Les discussions se polarisent entre une vision religieuse, incarnée notamment par l’Église catholique et le Pape François, et une vision soi-disant progressiste qui défend l’aide à mourir. Cette dichotomie simpliste éclipse totalement les personnes handicapées et les militant·es antivalidistes, pourtant directement concerné·es. Malgré les efforts constants de ces dernier·ères pour sensibiliser les responsables politiques, la parole des concerné·es reste largement absente des débats. Leurs arguments, de même que ceux de nombreux médecins et organisations de soignants notamment spécialisés en soins palliatifs ou oncologie, sont ignorés ou invisibilisés.

Ces oppositions, pourtant, reposent sur des principes éthiques et des considérations liées aux droits humains, à la lutte contre les discriminations et aux leçons tirées d’exemples internationaux comme celui du Canada. Elles s’appuient aussi sur les témoignages des soignants français, qui rapportent que les souhaits de mourir exprimés par les patient·es s’atténuent souvent dès que leur douleur et leur souffrance psychologique sont prises en charge de manière adéquate.

La disparition des désirs de mort lorsque la souffrance est prise en charge

De nombreuses études montrent que les patient·es atteint·es de maladies graves, telles que le cancer en phase terminale, changent fréquemment d’avis sur leur souhait de mourir lorsque leur douleur physique et leurs souffrances psychologiques sont mieux prises en charge. Les principaux facteurs influençant ce désir sont bien documentés :

  • Douleurs physiques mal soulagées : La peur de souffrir de douleurs intenses pousse souvent les patient·es à envisager la mort comme une échappatoire. Une prise en charge efficace des douleurs, grâce aux soins palliatifs et aux traitements spécifiques (analgésiques, sédation palliative), diminue significativement ce souhait.
  • Détresse psychologique : Des sentiments de dépression, d’anxiété ou d’être un fardeau pour leurs proches figurent parmi les raisons les plus fréquentes du désir de mourir. Ce sentiment d’être un « fardeau » est largement amplifié par une société validiste qui dévalorise les vies des personnes handicapées.
  • Perception de la qualité de vie : Un soutien émotionnel et social solide diminue nettement l’envie de mourir. Là encore, le validisme structurel est en cause, réduisant l’accès des concerné·es aux réseaux de soutien et aux ressources nécessaires.

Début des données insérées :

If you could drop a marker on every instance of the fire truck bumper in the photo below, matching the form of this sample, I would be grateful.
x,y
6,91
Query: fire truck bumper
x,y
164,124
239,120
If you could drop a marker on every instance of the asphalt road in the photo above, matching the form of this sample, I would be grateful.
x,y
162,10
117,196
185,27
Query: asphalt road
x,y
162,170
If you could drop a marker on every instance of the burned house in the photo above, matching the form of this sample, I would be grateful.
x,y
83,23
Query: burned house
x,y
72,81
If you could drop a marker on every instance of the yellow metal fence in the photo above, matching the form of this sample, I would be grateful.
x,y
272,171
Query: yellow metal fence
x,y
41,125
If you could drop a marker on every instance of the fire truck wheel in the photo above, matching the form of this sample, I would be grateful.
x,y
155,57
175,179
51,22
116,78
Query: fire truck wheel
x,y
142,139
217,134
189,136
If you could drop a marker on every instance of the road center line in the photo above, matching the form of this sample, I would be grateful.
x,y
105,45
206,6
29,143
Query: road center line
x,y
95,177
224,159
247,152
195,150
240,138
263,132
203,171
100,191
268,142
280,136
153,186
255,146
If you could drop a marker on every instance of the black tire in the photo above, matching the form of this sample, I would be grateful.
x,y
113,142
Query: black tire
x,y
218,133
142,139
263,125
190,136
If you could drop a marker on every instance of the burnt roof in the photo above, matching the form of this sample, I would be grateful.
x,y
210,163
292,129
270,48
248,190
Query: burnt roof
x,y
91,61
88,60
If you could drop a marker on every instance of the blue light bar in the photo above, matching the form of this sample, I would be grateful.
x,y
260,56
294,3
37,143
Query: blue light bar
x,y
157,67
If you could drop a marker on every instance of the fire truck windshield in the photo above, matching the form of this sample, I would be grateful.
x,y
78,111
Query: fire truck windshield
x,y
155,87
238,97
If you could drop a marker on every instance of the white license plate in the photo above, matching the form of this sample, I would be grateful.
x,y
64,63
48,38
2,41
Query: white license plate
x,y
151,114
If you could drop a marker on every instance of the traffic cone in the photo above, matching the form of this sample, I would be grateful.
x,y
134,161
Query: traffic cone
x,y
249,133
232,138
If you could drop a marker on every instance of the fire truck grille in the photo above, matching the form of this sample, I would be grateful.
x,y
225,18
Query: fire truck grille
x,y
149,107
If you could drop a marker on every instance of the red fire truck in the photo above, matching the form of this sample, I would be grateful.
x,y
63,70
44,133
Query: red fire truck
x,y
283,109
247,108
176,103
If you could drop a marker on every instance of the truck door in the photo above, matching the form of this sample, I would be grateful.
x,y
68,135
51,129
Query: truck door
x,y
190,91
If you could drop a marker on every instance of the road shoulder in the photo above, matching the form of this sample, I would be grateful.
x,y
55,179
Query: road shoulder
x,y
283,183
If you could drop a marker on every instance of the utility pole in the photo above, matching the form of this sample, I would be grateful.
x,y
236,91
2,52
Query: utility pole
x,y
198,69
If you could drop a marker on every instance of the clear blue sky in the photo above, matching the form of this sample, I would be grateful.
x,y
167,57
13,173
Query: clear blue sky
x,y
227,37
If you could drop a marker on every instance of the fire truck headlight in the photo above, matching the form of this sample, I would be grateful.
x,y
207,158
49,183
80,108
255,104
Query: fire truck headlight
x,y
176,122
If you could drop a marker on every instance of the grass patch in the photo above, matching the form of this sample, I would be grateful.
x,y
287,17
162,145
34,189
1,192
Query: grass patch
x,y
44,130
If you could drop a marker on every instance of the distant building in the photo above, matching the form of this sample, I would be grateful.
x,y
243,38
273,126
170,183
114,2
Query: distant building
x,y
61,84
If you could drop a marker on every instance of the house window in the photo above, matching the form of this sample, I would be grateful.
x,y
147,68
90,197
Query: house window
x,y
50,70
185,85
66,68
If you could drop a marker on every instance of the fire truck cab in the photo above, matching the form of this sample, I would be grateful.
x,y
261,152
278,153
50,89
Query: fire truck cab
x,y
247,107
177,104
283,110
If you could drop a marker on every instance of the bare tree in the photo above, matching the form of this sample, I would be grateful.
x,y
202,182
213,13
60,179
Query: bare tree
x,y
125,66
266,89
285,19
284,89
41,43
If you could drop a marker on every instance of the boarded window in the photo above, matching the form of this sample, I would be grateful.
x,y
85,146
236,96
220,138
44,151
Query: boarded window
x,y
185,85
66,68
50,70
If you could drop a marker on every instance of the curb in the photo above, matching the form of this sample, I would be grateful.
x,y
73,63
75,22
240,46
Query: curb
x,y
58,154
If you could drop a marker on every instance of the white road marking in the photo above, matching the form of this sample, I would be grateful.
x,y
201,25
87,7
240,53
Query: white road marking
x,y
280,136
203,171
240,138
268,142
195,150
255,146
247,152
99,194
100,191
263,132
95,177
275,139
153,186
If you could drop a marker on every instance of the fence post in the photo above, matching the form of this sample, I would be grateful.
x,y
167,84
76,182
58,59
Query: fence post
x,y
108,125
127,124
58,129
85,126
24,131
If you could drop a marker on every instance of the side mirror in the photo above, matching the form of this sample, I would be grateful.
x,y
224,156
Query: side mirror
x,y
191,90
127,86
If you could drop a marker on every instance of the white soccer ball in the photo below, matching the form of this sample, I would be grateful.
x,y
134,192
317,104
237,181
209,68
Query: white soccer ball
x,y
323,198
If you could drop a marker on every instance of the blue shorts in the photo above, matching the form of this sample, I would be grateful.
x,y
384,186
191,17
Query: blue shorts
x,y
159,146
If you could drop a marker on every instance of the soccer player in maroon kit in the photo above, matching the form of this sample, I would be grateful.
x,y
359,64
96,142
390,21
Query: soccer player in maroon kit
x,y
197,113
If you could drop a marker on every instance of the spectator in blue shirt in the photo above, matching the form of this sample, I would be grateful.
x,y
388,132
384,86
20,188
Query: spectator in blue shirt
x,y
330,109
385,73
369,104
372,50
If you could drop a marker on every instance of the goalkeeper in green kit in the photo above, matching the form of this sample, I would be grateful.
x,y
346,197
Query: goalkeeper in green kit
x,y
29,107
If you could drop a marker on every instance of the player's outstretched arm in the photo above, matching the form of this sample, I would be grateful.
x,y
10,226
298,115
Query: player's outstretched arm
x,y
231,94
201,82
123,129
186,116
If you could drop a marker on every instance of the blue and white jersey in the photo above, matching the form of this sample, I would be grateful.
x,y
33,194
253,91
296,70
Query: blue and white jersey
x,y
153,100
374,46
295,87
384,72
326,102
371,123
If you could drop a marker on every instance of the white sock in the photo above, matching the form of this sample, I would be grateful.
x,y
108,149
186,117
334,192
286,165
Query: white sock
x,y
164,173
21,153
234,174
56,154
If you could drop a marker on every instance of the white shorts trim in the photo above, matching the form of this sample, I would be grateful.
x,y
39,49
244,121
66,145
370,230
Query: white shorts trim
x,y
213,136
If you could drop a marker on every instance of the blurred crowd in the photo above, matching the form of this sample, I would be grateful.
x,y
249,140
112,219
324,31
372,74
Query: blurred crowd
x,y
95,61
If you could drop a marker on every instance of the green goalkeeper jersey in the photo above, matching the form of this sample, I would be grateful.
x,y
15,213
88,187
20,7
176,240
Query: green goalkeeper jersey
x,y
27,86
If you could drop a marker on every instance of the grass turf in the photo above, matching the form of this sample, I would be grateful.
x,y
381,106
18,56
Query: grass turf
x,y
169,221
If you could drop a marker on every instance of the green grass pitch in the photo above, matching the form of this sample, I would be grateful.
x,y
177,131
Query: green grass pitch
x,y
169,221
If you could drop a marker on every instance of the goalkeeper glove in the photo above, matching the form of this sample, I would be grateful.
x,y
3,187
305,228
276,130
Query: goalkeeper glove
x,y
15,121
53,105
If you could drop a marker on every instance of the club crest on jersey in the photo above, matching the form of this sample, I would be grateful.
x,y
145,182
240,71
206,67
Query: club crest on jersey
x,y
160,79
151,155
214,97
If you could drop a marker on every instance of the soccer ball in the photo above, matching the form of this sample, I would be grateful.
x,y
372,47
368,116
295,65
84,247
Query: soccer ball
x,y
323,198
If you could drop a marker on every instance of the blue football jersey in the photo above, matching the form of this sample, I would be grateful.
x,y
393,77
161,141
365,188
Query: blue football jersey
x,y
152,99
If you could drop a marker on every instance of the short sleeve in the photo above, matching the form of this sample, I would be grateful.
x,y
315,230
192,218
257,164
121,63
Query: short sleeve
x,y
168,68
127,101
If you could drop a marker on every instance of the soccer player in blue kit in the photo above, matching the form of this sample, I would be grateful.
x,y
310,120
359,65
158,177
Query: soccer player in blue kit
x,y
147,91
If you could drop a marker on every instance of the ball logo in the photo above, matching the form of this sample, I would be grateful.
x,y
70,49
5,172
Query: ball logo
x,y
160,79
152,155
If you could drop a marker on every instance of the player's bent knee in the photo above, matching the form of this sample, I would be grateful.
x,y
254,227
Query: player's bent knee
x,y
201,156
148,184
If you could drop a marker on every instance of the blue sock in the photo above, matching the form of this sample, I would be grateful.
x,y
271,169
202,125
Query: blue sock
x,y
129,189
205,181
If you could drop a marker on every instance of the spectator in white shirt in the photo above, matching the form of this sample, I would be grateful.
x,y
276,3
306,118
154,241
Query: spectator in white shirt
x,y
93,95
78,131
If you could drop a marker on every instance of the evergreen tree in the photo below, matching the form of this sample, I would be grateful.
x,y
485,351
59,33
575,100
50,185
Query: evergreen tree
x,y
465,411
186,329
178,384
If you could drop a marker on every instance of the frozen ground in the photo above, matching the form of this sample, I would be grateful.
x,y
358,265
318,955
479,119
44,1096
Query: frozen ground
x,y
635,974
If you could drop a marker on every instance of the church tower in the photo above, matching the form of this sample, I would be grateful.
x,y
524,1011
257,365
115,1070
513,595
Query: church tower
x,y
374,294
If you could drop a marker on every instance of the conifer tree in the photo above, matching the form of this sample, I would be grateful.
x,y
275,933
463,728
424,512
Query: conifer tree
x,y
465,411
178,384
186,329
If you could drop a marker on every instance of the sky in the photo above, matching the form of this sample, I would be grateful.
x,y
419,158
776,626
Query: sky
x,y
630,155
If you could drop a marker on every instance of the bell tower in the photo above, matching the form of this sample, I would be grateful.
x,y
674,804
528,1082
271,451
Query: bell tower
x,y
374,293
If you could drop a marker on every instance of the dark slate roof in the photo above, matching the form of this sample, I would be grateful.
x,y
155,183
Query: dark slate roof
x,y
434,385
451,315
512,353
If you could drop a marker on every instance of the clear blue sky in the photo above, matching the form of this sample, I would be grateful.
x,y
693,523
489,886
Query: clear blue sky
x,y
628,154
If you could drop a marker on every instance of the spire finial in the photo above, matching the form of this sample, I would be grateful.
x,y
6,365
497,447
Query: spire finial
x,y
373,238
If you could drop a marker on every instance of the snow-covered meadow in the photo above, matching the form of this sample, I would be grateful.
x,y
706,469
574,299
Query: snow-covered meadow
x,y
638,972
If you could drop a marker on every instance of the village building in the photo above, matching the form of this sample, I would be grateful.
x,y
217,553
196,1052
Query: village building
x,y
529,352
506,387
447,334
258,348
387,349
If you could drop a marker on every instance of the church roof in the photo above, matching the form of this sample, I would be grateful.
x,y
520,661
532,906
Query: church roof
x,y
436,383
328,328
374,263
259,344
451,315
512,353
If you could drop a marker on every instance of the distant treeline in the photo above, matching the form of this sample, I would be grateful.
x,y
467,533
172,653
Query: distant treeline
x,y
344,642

De nombreuses études ont indiqué que lorsque les symptômes (physiques ou mentaux) sont mieux contrôlés, une grande majorité des patient·es renoncent à leur demande initiale de mourir. Par exemple, une revue systématique analyse le « désir d’accélérer la mort » chez des patient·es atteint·es de maladies avancées. Cette revue explore les motivations derrière ce souhait et souligne l’importance de comprendre ces perspectives pour adapter les réponses cliniques. 

La gestion efficace de la douleur peut donc significativement réduire les pensées de mort chez les patient·es souffrant de douleurs chroniques et de maladies terminales. Il est ainsi mis en évidence l’importance d’une approche intégrée combinant la gestion de la douleur physique et le soutien émotionnel. Des travaux ont aussi mis en lumière que les douleurs mal gérées peuvent intensifier le désespoir, mais que des interventions multidimensionnelles réduisent souvent ces effets négatifs.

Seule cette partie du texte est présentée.